Tattingers (later Tattinger's) is an American comedy-drama television series that aired by the NBC television network from October 26, 1988, to April 26, 1989, as part of its 1988 fall lineup. After failing in the Nielsen ratings as an hour-long program, the plot and characters were briefly revived in the spring of 1989 as the half-hour sitcom Nick & Hillary.

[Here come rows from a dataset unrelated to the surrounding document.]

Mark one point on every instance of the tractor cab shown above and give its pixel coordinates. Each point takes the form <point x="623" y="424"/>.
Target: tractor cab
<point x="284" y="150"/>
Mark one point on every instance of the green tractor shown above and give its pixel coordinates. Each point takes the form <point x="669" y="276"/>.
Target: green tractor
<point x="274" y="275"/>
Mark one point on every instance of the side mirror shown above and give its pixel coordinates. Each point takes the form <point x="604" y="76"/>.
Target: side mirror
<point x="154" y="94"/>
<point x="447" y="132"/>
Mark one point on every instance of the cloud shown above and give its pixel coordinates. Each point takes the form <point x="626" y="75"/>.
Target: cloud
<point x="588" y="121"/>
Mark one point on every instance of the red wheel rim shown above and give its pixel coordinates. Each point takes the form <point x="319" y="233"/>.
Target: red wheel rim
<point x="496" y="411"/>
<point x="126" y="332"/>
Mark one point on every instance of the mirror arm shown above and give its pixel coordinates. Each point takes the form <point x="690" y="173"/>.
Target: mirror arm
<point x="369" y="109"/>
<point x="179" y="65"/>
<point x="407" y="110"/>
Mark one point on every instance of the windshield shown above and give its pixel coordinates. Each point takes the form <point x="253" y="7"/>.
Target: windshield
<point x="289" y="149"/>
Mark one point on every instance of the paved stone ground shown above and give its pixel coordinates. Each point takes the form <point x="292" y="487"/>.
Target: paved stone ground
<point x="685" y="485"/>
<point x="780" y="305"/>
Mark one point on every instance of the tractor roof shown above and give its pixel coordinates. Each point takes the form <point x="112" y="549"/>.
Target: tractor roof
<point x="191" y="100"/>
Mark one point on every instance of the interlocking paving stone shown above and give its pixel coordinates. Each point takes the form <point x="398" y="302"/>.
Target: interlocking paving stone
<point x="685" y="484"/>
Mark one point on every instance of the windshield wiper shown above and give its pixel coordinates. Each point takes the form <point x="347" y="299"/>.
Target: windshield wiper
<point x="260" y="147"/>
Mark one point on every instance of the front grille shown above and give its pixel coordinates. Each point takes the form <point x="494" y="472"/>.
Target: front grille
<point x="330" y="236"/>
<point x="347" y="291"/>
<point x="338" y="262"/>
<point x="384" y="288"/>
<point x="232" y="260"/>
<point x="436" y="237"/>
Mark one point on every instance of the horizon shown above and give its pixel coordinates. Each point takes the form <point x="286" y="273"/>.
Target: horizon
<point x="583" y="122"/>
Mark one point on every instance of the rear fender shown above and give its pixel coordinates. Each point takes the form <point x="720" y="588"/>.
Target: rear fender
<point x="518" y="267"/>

An unaired episode, "Screwball," aired on TV Land on April 4, 1999.

==Synopsis==
Tattingers is the story of a divorced couple, Nick and Hillary Tattinger (Stephen Collins and Blythe Danner), along with their 2 daughters: Nina and Winnifred. They had remained co-owner partners in a posh Manhattan restaurant until Nick was shot by a drug dealer, which prompted them to sell the restaurant and move to Paris. Their successors, however, proved incapable of properly running the restaurant, so Nick reclaimed the restaurant from them to give it another go. Real-life Manhattan celebrities often appeared in cameo roles as themselves as Nick's exclusive clientele.

==Cast==
- Stephen Collins as Nick Tattinger
- Blythe Danner as Hillary Tattinger
- Jerry Stiller as Sid Wilbur
- Roderick Cook as Louis Chatham
- Zach Grenier as Sonny Franks (Tattingers)
- Patrice Colihan as Nina Tattinger
- Chay Lentin as Winnifred Tattinger
- Thomas Quinn as O'Malley (Tattingers)
- Mary Beth Hurt as Sheila Bradley
- Chris Elliott as Spin (Nick & Hillary)

==Episodes==

| No. | Title | Directed by | Written by | Original release date | U.S. viewers (millions) |
Tattingers
| 1 | "Pilot" | Bruce Paltrow | Tom Fontana, John Masius, Bruce Paltrow | October 26, 1988 | 20.5 |
| 2 | "The Sonny Also Rises" | Mark Tinker | Tom Fontana | November 2, 1988 | 12.5 |
| 3 | "Nouvelle York" | Mark Tinker | Tom Fontana, Bruce Paltrow | November 9, 1988 | 12.2 |
| 4 | "Virgin Spring" | Allan Arkush | Robert De Laurentiis | November 16, 1988 | 11.0 |
| 5 | "Rest in Peas" | Bruce Paltrow | Channing Gibson, John Tinker | November 30, 1988 | 11.3 |
| 6 | "Death and Taxis" | Allan Arkush | Channing Gibson, John Tinker | December 7, 1988 | 9.7 |
| 7 | "Two Men and a Baby" | Mark Tinker | Robert De Laurentiis | December 14, 1988 | 11.4 |
| 8 | "Broken Windows" | Gwen Arner | Noel Behn, Tom Fontana | January 4, 1989 | 9.9 |
| 9 | "Wall Street Blues" | Gwen Arner | Peter McCabe | January 11, 1989 | 10.6 |
| 10 | "Screwball" | John Whitesell | Tom Fontana, John Masius, Bruce Paltrow | January 25, 1989 | N/A |
| 11 | "Ex-Appeal" | Michael Fresco | Bruce Paltrow, Deborah R. Baron | Unaired | N/A |
Nick & Hillary
| 12 | "Half a Loaf..." | Art Wolff | Tom Fontana, Channing Gibson, John Tinker | April 20, 1989 | 21.0 |
| 13 | "El Sid" | Don Scardino | Story by : Tom Fontana & John Tinker Teleplay by : Channing Gibson | April 26, 1989 | 13.3 |
| 14 | "Tour of Doody" | John Whitesell | Tom Fontana, Channing Gibson, John Tinker | Unaired | N/A |
| 15 | "Money Matters" | Alan Metzger | Robert De Laurentiis, Tom Fontana, John Masius, Bruce Paltrow | Unaired | N/A |

==Reception==
This program was a ratings failure and was cancelled in January 1989. However, NBC was apparently unwilling to give up totally on the characters or the concept, and the program was revamped into a half-hour sitcom, Nick & Hillary. This new series premiered on April 20, 1989, but proved even less successful than its predecessor and was cancelled after only two episodes.